In 1984 Evans directed a production at the Valencia Rose Cabaret in San Francisco of his own new translation, from the ancient Greek, of Euripides' play Bakkhai, dealing with the Greek god Dionysos. In 1988, this translation, together with Evans' commentary on the historical significance of the play for gay people and women, was published by St. Martin's Press in New York under the name of The God of Ecstasy.
In 1986 Evans was re-admitted by the Philosophy Department of Columbia University for the purpose of completing his Ph.D. degree, but was unable to find any member of the faculty who would sponsor a dissertation having a gay perspective. As a result, he decided not to pursue the degree, working instead on a trilogy of his own which propounds a new gay philosophy of life. The trilogy's first volume, Critique of Patriarchal Reason, was published in July 1997 by White Crane Press, supported by a grant from the San Francisco Art Commission. The book is a monumental overview of Western philosophy from antiquity to the present. It shows how misogyny and homophobia have influenced the supposedly objective fields of formal logic, higher mathematics, and physical science. Evans' former doctoral advisor at Columbia University, Paul Oskar Kristeller, called the work "a major contribution to the study of philosophy and its history."
Although HIV-negative, Evans was active in AIDS politics in San Francisco. (He lost over 100 friends and acquaintances to the disease.) He was arrested twice while demonstrating against the drug-maker Burroughs-Wellcome, accusing them of price-gouging, and once against a local TV station, charging them with defamation of people with AIDS.

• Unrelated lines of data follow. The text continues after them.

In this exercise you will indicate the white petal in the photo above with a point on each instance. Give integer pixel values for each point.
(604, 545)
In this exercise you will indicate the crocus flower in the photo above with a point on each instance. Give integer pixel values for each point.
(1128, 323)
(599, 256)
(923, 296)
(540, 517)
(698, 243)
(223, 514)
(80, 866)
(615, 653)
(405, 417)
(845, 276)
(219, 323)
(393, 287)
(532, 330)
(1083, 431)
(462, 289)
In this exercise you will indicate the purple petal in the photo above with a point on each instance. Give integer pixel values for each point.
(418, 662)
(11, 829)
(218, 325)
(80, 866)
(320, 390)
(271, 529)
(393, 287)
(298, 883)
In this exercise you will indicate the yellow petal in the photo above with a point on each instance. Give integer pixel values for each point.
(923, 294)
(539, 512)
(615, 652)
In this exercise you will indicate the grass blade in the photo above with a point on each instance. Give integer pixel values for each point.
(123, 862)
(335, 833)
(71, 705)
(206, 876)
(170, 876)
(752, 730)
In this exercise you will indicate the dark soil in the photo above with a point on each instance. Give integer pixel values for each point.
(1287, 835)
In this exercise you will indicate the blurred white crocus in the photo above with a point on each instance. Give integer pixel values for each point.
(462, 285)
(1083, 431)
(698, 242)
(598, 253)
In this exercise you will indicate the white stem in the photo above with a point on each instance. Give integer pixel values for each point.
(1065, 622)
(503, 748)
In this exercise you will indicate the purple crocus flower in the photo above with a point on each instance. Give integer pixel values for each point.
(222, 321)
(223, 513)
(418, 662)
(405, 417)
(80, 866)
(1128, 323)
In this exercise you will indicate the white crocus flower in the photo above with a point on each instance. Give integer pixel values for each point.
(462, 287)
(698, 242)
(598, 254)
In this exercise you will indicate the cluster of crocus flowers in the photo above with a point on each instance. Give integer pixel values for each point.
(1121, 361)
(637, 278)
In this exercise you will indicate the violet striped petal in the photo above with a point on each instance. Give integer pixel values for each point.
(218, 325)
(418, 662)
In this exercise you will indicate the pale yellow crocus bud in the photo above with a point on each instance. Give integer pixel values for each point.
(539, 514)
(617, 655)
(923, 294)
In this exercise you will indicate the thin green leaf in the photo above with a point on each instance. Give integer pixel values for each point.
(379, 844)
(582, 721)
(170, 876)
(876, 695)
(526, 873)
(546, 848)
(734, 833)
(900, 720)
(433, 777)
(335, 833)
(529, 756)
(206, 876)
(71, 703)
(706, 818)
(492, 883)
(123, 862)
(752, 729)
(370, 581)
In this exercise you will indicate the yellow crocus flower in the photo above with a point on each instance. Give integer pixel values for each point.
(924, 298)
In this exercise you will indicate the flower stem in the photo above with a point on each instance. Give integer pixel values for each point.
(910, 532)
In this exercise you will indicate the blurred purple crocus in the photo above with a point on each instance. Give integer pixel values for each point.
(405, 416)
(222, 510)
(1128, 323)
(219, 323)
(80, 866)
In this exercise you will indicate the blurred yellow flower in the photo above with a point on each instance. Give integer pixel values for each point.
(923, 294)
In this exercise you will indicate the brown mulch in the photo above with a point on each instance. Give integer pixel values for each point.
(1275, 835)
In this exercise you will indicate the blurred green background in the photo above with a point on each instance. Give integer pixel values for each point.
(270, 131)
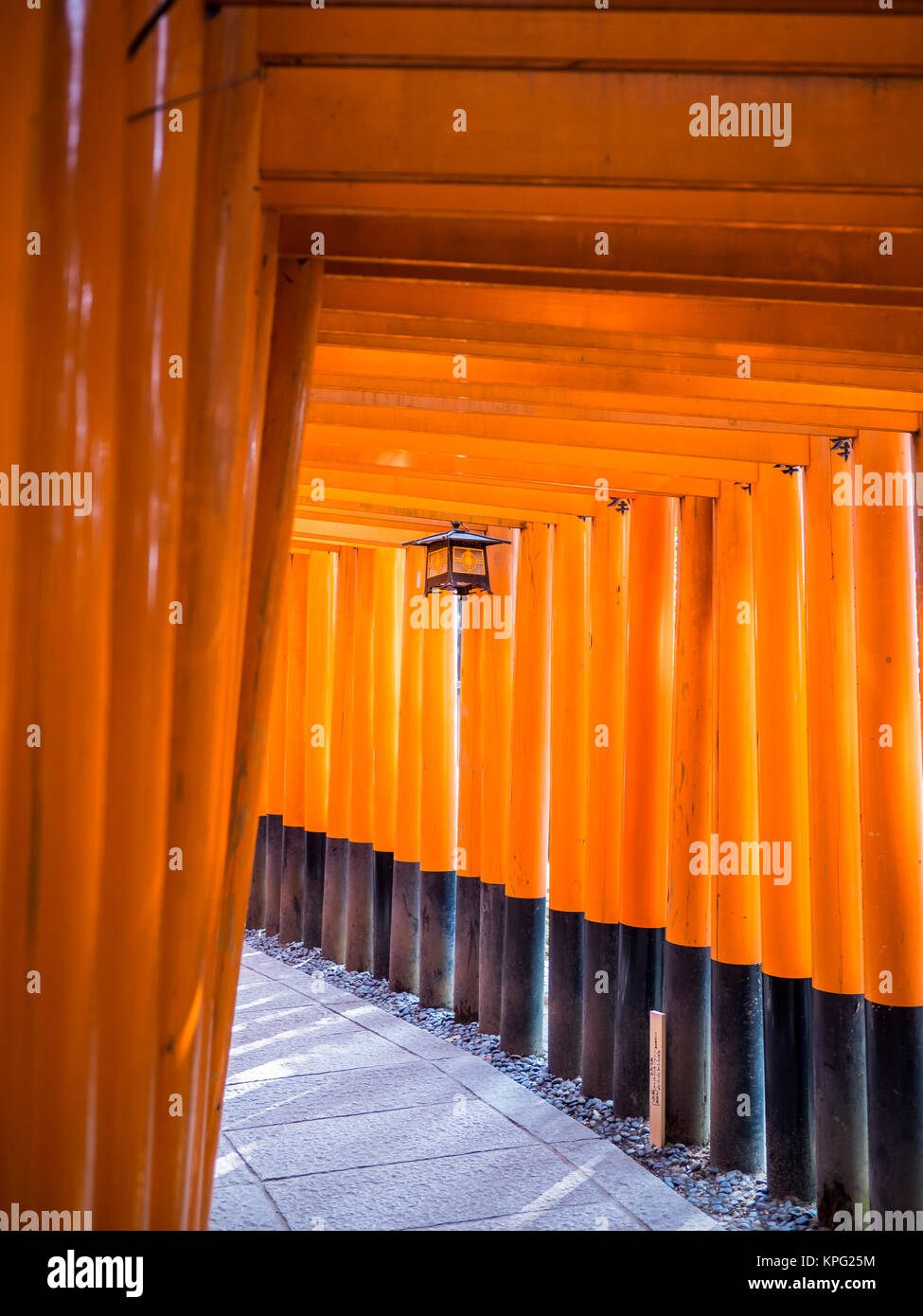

In recent years, Evans devoted much time to improving neighborhood safety in the Haight-Ashbury district. As part of that effort, he penned a series of scathing and funny first-hand reports entitled "What I Saw at the Supes Today," which he distributed free on the Internet. The reports recount many acts and comments of the city's Supervisors, often of an embarrassing nature, which the established media missed. The politicians were not amused, as when Evans caught Jake McGoldrick and Chris Daly each snarling "Kiss my ass!" at each other in front of the press box in the board's ornate chamber. Altogether, the reports run to over a thousand pages in length and provide a provocative look at the inner workings of local politics at the time.
In 2010, Evans was instrumental in helping pass Proposition L, the civil-sidewalks law. In addition to writing his own reports on the matter, he worked behind the scenes to get favorable coverage in various newspapers and on TV. His support for the measure provoked intense criticism from many of the city's self-styled progressives. To which, he replied: "Neighborhood safety is a progressive issue. How can we make the world a better place if we neglect improving our own neighborhoods?"
Evans died of a heart attack on September 11, 2011, at his home in San Francisco, after he had been diagnosed with an aortic aneurysm in October, 2010.
(Most of this biographical sketch was written by Arthur Evans in 1997 to accompany the publication of Critique of Patriarchal Reason and published on the web site: www.webcastro.com. More recent biographical information was taken from an obituary which Evans wrote in 2010 in anticipation of his death.)